The Chief Constable of West Midlands Police was personally responsible for the disastrous decision to complain about a documentary exposing extremism in a Birmingham mosque, an inquiry has been told.

Paul Scott-Lee, head of the region’s force, approved the decision in a conversation with another senior officer, the Home Affairs Select Committee heard.

But nobody has been disciplined for the humiliating incident, which led to the force being sued for libel in the High Court and forced to offer a grovelling apology.

Philip Gormley, Deputy Chief Constable of West Midlands Police, was quizzed in Westminster by MPs conducting an inquiry into the way forces work with the media.

He was asked about the Channel 4 documentary Dispatches: Undercover Mosque, broadcast in January 2007, which showed preachers and teachers making disparaging comments about non-Muslims and women.

One of the mosques featured was Green Lane in Small Heath, Birmingham.

Instead of prosecuting the preachers, West Midlands Police and the Crown Prosecution Service issued a press release accusing programme makers of distorting comments, and reported Channel 4 to TV watchdog Ofcom for “heavily editing” the words of imams to give them more sinister meaning.

But Ofcom dismissed the complaint, while Channel 4 and documentary-makers Hardcash Productions successfully sued for libel.

Mr Gormley told MPs the Chief Constable, who has announced plans to step down next year after seven years, was responsible for the decision.

He said: “He was involved in the conversation that came to that determination. The senior investigating officer at the time, in terms of the officer in overall control, was the assistant chief constable. It was at that level.”

Conservative MP James Clappison asked him: “So the assistant chief constable referred it to the chief constable, and the chief constable agreed? To refer it to Ofcom?”

Mr Gormley replied: “Yes."

Asked whether anyone had been disciplined, he said: “No, nobody has been.”

Black Country MP David Winnick (Lab Walsall North) said there was surprise in the West Midlands police had criticised the documentary-makers instead of congratulating them.

He said: “Many people, Mr Gormley, are very surprised in the West Midlands a programme that exposed extremism in a mosque, and it would be the same if it exposed it in synagogues or churches, should have been the subject of such fierce criticism from the police.

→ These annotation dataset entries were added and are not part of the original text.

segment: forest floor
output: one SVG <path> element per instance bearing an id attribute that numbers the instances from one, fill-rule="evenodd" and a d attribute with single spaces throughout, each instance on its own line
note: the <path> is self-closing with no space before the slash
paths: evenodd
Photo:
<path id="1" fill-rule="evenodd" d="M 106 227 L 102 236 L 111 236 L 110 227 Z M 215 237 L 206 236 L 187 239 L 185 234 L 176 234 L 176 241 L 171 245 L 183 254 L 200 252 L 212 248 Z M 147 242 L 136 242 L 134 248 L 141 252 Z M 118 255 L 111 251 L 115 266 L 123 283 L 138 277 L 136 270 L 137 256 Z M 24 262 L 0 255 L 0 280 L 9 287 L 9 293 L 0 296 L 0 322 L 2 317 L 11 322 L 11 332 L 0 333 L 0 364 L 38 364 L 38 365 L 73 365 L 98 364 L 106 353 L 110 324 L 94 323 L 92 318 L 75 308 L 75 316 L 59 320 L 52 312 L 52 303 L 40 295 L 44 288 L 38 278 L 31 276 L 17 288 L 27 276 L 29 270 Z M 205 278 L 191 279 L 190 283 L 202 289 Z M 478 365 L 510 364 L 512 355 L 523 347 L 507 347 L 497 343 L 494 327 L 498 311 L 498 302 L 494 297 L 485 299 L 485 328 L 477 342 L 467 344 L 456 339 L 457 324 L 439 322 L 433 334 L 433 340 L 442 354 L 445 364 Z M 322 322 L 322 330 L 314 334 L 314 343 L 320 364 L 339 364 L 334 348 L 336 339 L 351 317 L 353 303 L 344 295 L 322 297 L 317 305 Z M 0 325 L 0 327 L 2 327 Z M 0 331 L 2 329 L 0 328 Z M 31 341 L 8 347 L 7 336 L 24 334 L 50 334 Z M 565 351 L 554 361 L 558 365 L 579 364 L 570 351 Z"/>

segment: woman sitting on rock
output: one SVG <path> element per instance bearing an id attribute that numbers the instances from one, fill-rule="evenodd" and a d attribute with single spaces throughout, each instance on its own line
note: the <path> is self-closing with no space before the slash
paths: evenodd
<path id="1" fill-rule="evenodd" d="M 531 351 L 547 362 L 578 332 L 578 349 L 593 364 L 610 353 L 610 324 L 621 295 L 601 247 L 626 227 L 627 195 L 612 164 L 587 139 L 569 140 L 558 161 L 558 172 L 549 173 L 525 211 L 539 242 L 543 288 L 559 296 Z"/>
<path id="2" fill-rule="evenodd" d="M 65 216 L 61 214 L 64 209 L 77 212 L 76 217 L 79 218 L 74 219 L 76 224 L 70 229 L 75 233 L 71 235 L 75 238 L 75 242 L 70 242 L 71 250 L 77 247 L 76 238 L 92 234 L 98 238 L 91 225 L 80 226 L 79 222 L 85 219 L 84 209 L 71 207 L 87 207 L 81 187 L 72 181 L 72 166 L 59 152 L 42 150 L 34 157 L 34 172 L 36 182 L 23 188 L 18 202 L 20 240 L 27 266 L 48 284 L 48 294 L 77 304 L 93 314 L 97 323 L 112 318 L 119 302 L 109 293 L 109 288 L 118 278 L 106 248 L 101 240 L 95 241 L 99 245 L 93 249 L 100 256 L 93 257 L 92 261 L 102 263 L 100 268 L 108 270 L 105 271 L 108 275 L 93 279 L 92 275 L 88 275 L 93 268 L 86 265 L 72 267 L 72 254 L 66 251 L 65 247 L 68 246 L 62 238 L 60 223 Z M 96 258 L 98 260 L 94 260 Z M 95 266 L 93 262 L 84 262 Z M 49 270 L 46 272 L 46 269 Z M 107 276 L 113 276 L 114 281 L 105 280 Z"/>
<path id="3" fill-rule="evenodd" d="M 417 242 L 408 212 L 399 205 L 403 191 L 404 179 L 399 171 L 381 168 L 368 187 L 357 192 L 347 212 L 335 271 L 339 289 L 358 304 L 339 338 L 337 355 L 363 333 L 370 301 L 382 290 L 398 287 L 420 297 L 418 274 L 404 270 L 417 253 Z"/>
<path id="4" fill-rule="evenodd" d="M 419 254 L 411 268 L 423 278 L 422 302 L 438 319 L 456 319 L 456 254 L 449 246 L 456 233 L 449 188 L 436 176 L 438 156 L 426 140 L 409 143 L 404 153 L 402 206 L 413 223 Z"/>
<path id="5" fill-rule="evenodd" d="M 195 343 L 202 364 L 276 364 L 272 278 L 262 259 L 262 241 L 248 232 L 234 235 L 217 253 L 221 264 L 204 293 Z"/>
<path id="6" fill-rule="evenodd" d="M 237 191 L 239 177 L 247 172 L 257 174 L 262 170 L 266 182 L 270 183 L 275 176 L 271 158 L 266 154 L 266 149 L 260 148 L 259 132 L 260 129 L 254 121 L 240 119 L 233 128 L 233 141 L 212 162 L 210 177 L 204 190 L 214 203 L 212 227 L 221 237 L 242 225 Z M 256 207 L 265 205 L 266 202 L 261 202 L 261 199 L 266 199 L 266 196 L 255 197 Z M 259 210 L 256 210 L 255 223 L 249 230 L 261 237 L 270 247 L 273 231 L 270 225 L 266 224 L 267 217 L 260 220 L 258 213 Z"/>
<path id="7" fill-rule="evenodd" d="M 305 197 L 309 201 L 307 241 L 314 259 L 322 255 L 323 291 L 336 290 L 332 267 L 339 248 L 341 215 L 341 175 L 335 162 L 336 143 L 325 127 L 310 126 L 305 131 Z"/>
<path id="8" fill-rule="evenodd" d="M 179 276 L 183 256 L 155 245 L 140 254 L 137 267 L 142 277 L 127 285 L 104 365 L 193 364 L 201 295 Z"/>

“Instead of congratulating programme makers and what had been done in exposing hate merchants, the television company came under fire. What possible explanation can the West Midlands Police give?”

Mr Gormley said: “We got it wrong. We’ve apologised. Judgements were made in good faith [but] there was no justification for the assertions made.”

The committee heard evidence from Shami Chakrabarti, Director of pressure group Liberty, who warned that police giving “off the record” briefings to journalists about arrests was damaging public confidence in the police.